[Python-Dev] unittest's redundant assertions: asserts vs. failIf/Unlesses

Michael Foord fuzzyman at voidspace.org.uk
Tue Apr 8 10:58:46 CEST 2008


Guido van Rossum wrote:
> On Wed, Mar 19, 2008 at 5:16 PM, Jeffrey Yasskin <jyasskin at gmail.com> wrote:
>>> On Wed, Mar 19, 2008 at 2:15 PM, <glyph at divmod.com> wrote:
>> >
>> > On 02:21 pm, murman at gmail.com wrote:
>> > >>OTOH, I'd rather there be OOWTDI so whatever the consensus is is fine
>> > >>with me.
>> > >
>> > >This strikes me as a gratuitous API change of the kind Guido was
>> > >warning about in his recent post: "Don't change your APIs incompatibly
>> > >when porting to Py3k"
>> >
>> > I agree emphatically. Actually I think this is the most extreme case.
>> > The unit test stuff should be as stable as humanly possible between 2
>> > and 3, moreso than any other library.
>>>> This is convincing for me. Move my +1 back to 3.1.
>>>> Same here; let's tread carefully here and not change this with 3.0.
> Starting to deprecate in 3.1 and killing in 3.3 would be soon enough.
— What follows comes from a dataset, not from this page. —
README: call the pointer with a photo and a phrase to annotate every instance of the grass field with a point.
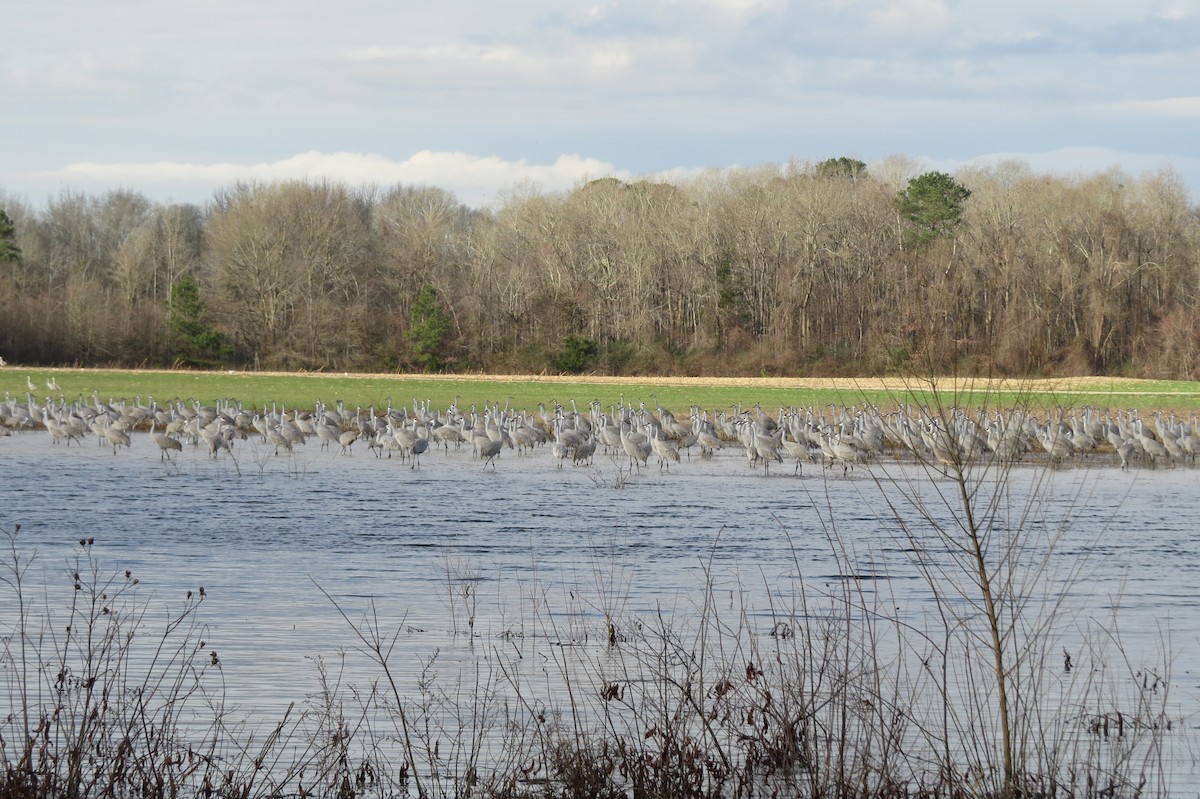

> I like using only the assertKeyword variants, removing assert_, fail*,
> and assertEquals. However I don't like changing assertTrue and
> assertFalse to insist that the value is exactly True or False -- if
> you really care that much, let's add assertIs(x, y) which asserts that
> x and y are the same object. I also think that all tests should use
> the operator their name implies, e.g. assertEqual(x, y) should do
> something like
>> if x == y:
> pass
> else:
> raise AssertionError(...)
>> rather than
>> if x != y:
> raise AssertionError(...)
>> Someone please open a bug for this task.
>>This sounds like a good compromise and I'm happy to take on the cleanup 
- unless someone else beats me to it. I guess it should wait until 3.0 
final is out of the door before adding the DeprecationWarnings.